In this thread I would like to have a discussion about the future of modernism in skyscraper design. 

"By the late 1960s and early 1970s, many planners were coming to realize that the imposition of modernist clean lines and a lack of human scale also tended to sap vitality from the community. This was expressed in high crime and social problems within many of these planned neighbourhoods. " [1]

[1] Smith Morris et al. British Town Planning and Urban Design, 1997.


----------



## Iluminat (Jan 16, 2008)

> "By the late 1960s and early 1970s, many planners were coming to realize that the imposition of modernist clean lines and a lack of human scale also tended to sap vitality from the community. This was expressed in high crime and social problems within many of these planned neighbourhoods. " [1]


Architecture doesn't turn people into criminals hno: 
In Eastern Block countries and many parts of Asia (including Japan) different forms of modernist multi housing were something very common (much more then in the USA or even WE) and there weren't any social problems.


----------



## ♣628.finst (Jul 29, 2005)

Iluminat said:


> Architecture doesn't turn people into criminals hno:
> In Eastern Block countries and many parts of Asia (including Japan) different forms of modernist multi housing were something very common (much more then in the USA or even WE) and there weren't any social problems.


I strongly agree with you.
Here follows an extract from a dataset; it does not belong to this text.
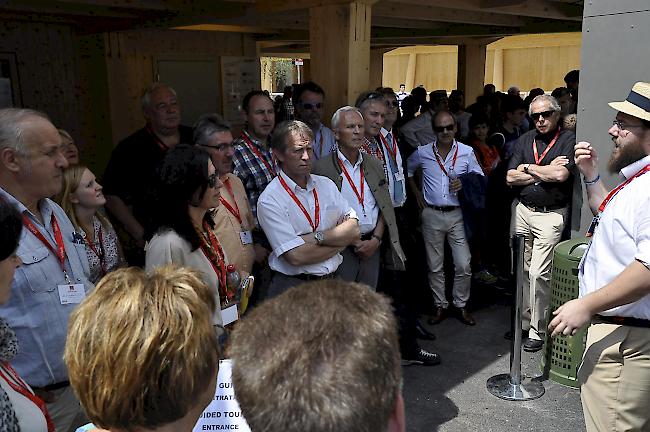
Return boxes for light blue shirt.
[406,140,483,207]
[0,188,94,387]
For example, there are very upscale modernist blocks in the most prestigious neighbourhoods in Hongkong, such as the Peak/Repulse Bay/Stanley. Today, we have the banner of Hongkong on SSC at the top of the page, the mountain on the left side has numerous modernist blocks which has apartment flats cost more than US $ 2,000,000 each. Living in those modernist blocks built between 1950 to 1990 is reported to besecure and comfortable, with all the upscale urban amenities highly available, and the crime rate is lower than average in the city.
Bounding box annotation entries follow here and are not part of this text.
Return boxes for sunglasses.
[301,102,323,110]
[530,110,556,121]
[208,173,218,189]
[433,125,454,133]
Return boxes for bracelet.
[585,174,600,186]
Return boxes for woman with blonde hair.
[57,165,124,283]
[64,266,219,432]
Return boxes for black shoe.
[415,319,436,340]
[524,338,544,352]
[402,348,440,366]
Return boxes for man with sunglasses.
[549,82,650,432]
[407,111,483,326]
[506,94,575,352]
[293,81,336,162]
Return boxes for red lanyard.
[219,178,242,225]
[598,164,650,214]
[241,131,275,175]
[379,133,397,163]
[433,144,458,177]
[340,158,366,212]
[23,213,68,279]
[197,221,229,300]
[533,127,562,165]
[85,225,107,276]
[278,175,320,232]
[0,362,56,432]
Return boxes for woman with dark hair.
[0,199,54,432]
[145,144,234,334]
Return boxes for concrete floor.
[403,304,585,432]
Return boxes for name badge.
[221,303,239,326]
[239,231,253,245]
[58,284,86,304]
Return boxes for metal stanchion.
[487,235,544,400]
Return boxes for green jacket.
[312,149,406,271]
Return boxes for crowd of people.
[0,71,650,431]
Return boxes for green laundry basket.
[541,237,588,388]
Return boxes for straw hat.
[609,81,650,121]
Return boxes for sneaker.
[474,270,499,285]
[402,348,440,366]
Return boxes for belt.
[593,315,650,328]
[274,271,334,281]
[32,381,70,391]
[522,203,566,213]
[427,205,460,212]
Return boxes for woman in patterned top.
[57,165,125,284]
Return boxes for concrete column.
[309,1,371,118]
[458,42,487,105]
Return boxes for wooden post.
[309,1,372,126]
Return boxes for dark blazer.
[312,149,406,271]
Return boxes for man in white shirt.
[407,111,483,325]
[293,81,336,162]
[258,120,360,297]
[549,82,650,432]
However, Smith et al are correct about the social problems commonly found amongst modernist architecture in Western Europe/North America, and the lower/middle (excluding upper middle) income neighbourhoods in Asian cities.

What causes the difference between the Asian success on Modernist architecture and the social problems commonly found in modernist public housing in European/American societies before 1995? 
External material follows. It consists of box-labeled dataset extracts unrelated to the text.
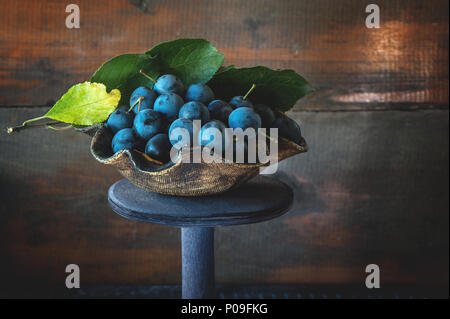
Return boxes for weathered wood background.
[0,0,449,291]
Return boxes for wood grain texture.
[0,108,449,289]
[0,0,449,111]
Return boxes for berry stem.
[139,69,156,83]
[127,96,144,113]
[242,83,256,100]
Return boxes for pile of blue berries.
[106,74,301,163]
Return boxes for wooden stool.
[108,176,293,299]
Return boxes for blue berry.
[230,96,253,109]
[254,104,275,128]
[178,101,209,123]
[153,74,184,95]
[273,115,302,144]
[169,119,197,148]
[145,133,172,163]
[106,106,134,133]
[111,128,141,153]
[153,93,184,122]
[208,100,233,123]
[130,86,156,114]
[198,120,231,151]
[185,83,214,104]
[228,107,261,134]
[133,110,166,140]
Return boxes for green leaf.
[41,82,120,125]
[147,39,224,86]
[208,66,313,112]
[91,54,159,105]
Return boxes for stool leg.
[181,227,215,299]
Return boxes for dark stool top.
[108,176,293,227]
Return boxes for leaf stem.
[242,83,256,100]
[6,116,62,134]
[139,69,156,83]
[47,124,73,131]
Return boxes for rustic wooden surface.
[0,0,449,110]
[0,0,449,296]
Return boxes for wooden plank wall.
[0,0,449,291]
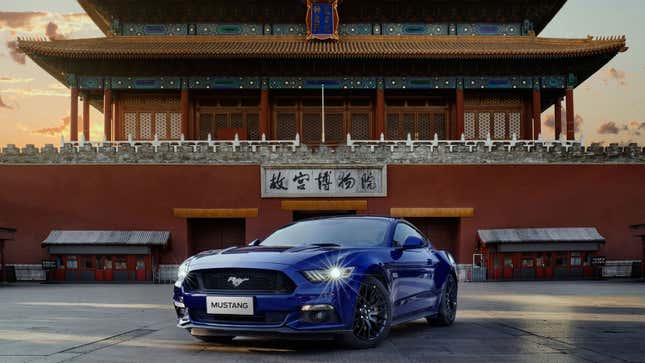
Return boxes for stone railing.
[0,135,645,164]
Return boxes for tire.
[426,275,458,326]
[337,276,392,349]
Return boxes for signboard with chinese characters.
[307,0,339,40]
[261,165,387,198]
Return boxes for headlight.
[302,266,354,282]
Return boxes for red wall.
[0,164,645,263]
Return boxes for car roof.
[294,215,402,223]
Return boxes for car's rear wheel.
[340,277,392,349]
[426,275,457,326]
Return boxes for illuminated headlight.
[302,266,354,282]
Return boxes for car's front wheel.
[426,275,457,326]
[340,277,392,349]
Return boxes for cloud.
[0,11,47,32]
[30,116,78,136]
[0,76,34,84]
[598,121,645,138]
[0,97,13,110]
[7,40,27,64]
[600,67,627,87]
[45,21,65,40]
[598,121,620,135]
[542,108,584,132]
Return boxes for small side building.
[478,227,605,280]
[42,231,170,282]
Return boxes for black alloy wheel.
[342,277,392,348]
[426,275,458,326]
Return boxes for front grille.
[189,309,287,325]
[184,268,296,294]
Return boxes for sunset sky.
[0,0,645,146]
There are some partially successful gentrification in modernist neighbourhoods in New York City since 1995, although not quite up to Asian standards.


----------



## ♣628.finst (Jul 29, 2005)

Some historical background of Modernist skyscraper design:

Architects who worked in the Modernist style wanted to break with architectural tradition and design simple, unornamented buildings. The most commonly used materials are glass for the facade, steel for exterior support, and concrete for the floors and interior supports; floor plans were functional and logical. The style became most evident in the design of skyscrapers. Perhaps its most famous manifestations include the United Nations headquarters (Le Corbusier, Oscar Niemeyer, Sir Howard Robertson), the Seagram Building and the Toronto-Dominion Centre (Ludwig Mies van der Rohe), and Lever House (Skidmore, Owings, and Merrill). A prominent residential example is the Lovell House (Richard Neutra) in Los Angeles.

Detractors of the International style claim that its stark, uncompromisingly rectangular geometry is dehumanising. Le Corbusier once described buildings as "machines for living", "but people are not machines, they do not want to live in machines."


----------



## dark_shadow1 (May 24, 2009)

Modernist structures look extremely bad and were made for nothing but their function, without any design at all. Instead of being warm and pleasant places to live or work in they became boring and brutal structures.
This style is very common in Israel which is filled with these of houses:








Which were built in the 50s and in the 60s in order to give houses to hundreds of thousands of refugees who lived in poor tent cities.
Today, they are just ugly structures and are populated mainly by poor populations due to their small apartments and density.
Another problem is that modernist structures were built instead of older designed structures which were mainly low-rise buildings and were demolished. A good example is Shalom tower in Tel-Aviv which was built in the 1960's instead of an older structure:
Old structure:








New structure:


----------



## ♣628.finst (Jul 29, 2005)

Modernism is focused on the pursuit of an ideal perfection, harmony of form and function, while Postmodernism destructs the harmony of form and functions. 

"Form follows Function" is one of the fundamental philosophy of modernism.

In skyscraper design, there are numerous examples of modernist skyscrapers in United States. An example is IBM Building in Chicago.










Sears Tower in Chicago.










Chicago Skyline with numerous modernist skyscrapers:


----------



## ♣628.finst (Jul 29, 2005)

Modernist commercial skyscrapers are designed to create office spaces to meet the demand of clients. 

The primary purpose of an office building is to provide a workplace and working environment primarily for administrative and managerial workers. These workers usually occupy set areas within the office building, and usually are provided with desks, PCs and other equipment they may need within these areas. 

The workplace should be clean and orderly, thus modernist commercial skyscrapers often sought to create an orderly environment in order to fulfil the requirements of an office space. Usually, "Boxy" blocks are preferred due to their functional appearance as well as its actual capacity.


----------